The good news for children is that Virginia’s Governor vetoed the extremely broad bill that would have immunized all religious organizations, their employees and volunteers, and agencies from any negative consequences for refusing to act or provide services based on their beliefs involving marriage. This bill did not stop at foster care and adoption but also would have permitted soup kitchens, homeless shelters, and hospitals to deny food, shelter, and care to same-sex couples and their children, and even to a gay child simply because she is gay.
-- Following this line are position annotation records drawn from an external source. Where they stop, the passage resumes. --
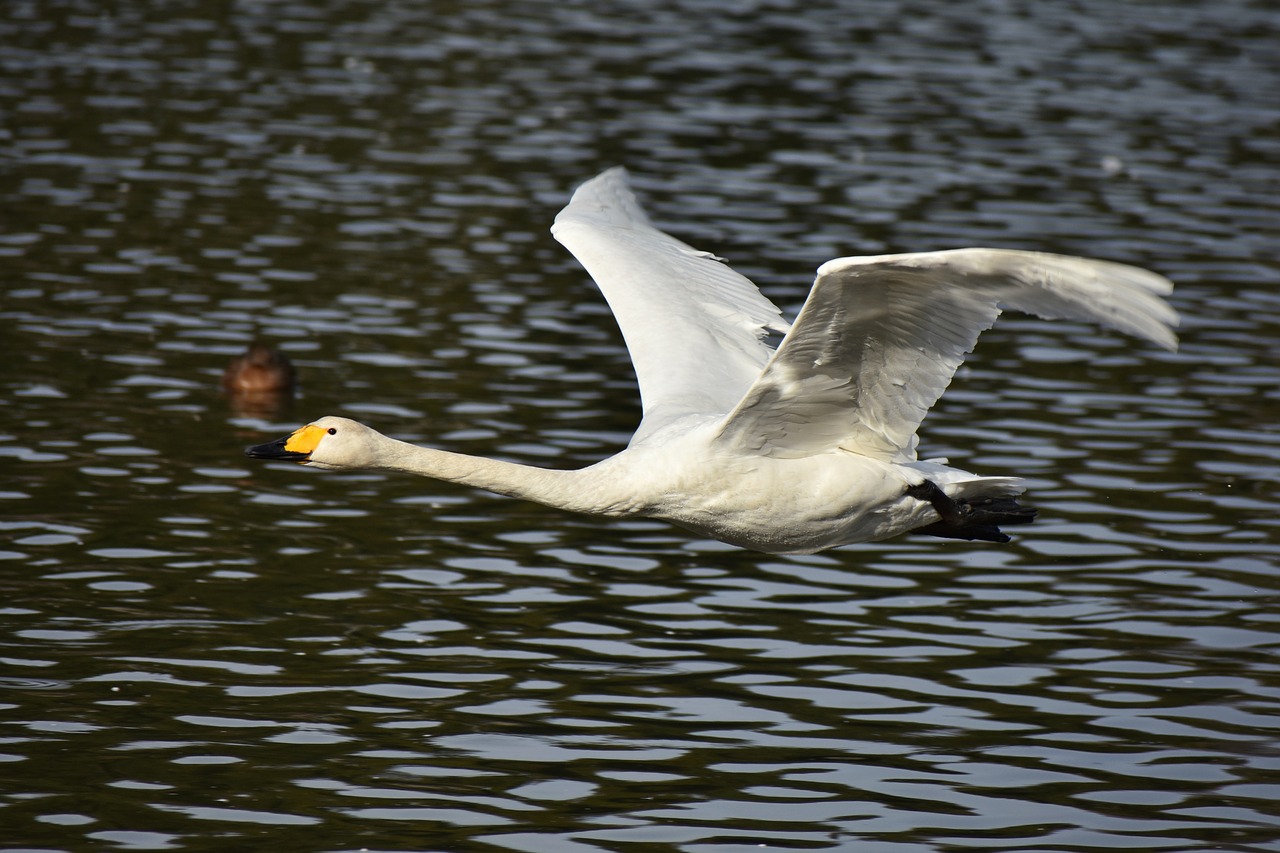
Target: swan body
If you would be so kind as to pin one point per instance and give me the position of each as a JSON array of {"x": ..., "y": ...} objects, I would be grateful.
[{"x": 787, "y": 450}]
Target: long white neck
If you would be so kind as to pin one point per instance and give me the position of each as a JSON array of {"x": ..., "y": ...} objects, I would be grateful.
[{"x": 589, "y": 489}]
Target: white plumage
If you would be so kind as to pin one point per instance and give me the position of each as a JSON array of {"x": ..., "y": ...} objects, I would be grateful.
[{"x": 789, "y": 451}]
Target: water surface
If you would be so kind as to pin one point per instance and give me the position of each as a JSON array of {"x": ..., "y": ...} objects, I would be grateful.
[{"x": 201, "y": 652}]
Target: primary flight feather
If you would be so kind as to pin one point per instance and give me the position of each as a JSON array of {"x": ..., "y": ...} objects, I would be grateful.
[{"x": 792, "y": 450}]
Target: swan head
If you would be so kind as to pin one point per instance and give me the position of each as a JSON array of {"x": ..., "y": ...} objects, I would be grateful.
[{"x": 329, "y": 442}]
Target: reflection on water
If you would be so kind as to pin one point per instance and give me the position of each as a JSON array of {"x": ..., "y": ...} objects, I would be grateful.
[{"x": 201, "y": 653}]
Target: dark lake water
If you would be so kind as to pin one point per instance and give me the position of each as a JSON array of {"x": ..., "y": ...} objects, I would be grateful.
[{"x": 199, "y": 652}]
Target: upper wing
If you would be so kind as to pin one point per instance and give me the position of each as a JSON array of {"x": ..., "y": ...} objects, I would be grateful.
[
  {"x": 880, "y": 338},
  {"x": 695, "y": 328}
]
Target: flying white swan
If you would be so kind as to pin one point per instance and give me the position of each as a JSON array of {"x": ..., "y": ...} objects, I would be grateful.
[{"x": 792, "y": 450}]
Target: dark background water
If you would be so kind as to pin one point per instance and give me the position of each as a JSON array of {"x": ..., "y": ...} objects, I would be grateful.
[{"x": 201, "y": 653}]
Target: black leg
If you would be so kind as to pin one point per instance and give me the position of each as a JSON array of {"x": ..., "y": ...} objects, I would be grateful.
[{"x": 978, "y": 519}]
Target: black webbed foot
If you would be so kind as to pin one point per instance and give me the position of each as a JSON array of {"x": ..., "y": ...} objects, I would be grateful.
[{"x": 976, "y": 519}]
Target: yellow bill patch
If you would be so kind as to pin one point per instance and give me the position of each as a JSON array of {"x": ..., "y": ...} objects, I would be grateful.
[{"x": 305, "y": 439}]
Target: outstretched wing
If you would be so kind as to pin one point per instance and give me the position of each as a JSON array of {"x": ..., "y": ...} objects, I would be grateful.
[
  {"x": 880, "y": 338},
  {"x": 694, "y": 327}
]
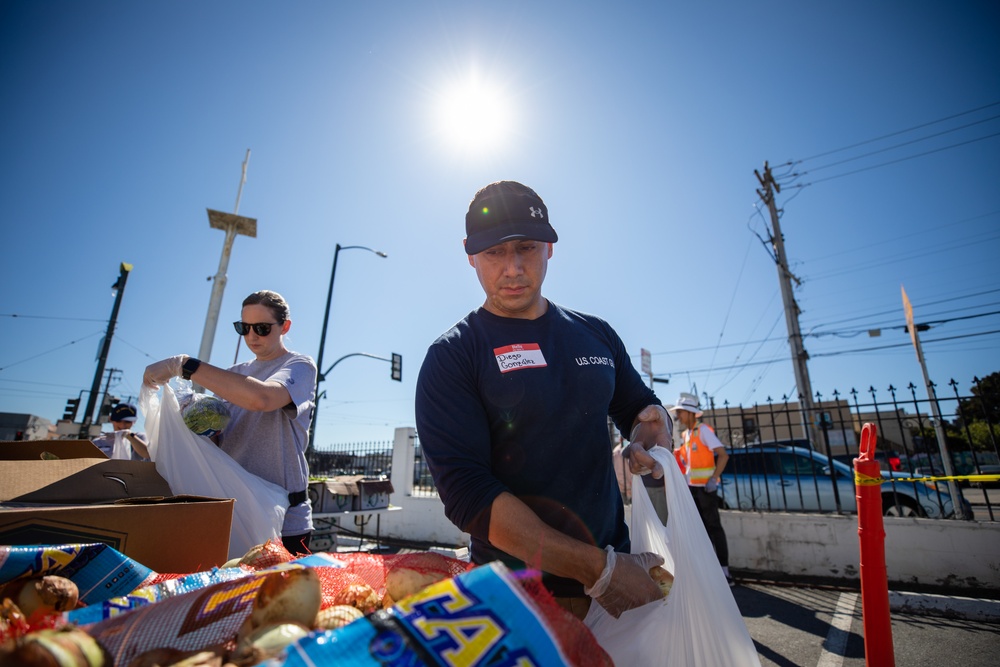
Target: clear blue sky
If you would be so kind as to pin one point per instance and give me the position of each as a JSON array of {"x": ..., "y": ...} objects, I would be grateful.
[{"x": 640, "y": 124}]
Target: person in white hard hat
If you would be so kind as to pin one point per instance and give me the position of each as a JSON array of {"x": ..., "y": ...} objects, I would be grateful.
[
  {"x": 123, "y": 443},
  {"x": 702, "y": 458}
]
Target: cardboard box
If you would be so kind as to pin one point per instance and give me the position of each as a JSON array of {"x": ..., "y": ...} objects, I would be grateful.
[
  {"x": 80, "y": 498},
  {"x": 349, "y": 493},
  {"x": 372, "y": 494},
  {"x": 176, "y": 535},
  {"x": 40, "y": 450}
]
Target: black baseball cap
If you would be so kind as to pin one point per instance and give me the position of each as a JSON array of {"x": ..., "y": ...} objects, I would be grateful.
[
  {"x": 123, "y": 412},
  {"x": 506, "y": 211}
]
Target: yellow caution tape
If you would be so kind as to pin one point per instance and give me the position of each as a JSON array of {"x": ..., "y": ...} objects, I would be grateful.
[{"x": 865, "y": 480}]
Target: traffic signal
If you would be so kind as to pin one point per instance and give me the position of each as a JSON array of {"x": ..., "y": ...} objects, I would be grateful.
[
  {"x": 397, "y": 367},
  {"x": 108, "y": 405}
]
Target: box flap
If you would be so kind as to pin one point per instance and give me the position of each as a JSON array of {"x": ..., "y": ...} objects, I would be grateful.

Children rarely get a seat at the policy table, but they desperately need one when shelter, a home, and their health is at stake. They did not have a seat at the table at the White House during the Affordable Care Act discussions. Rather, they were invisible. When religious exemptions are seriously considered that would keep children in need from having a home, they have run off the rails. If religious organizations cannot deliver the services for which they are being funded to all state citizens in need, their funds should be frozen and their contracts cancelled. Let other organizations that will operate in the best interest of each child organically grow into this service by transferring the state funds from the organization that will not deliver the service to one that will. Here is a radical concept: make children the centerpiece of child welfare, protection, and placement laws.
Creating a culture that works for the best interest of all children will take a cultural earthquake. It couldn’t happen too soon.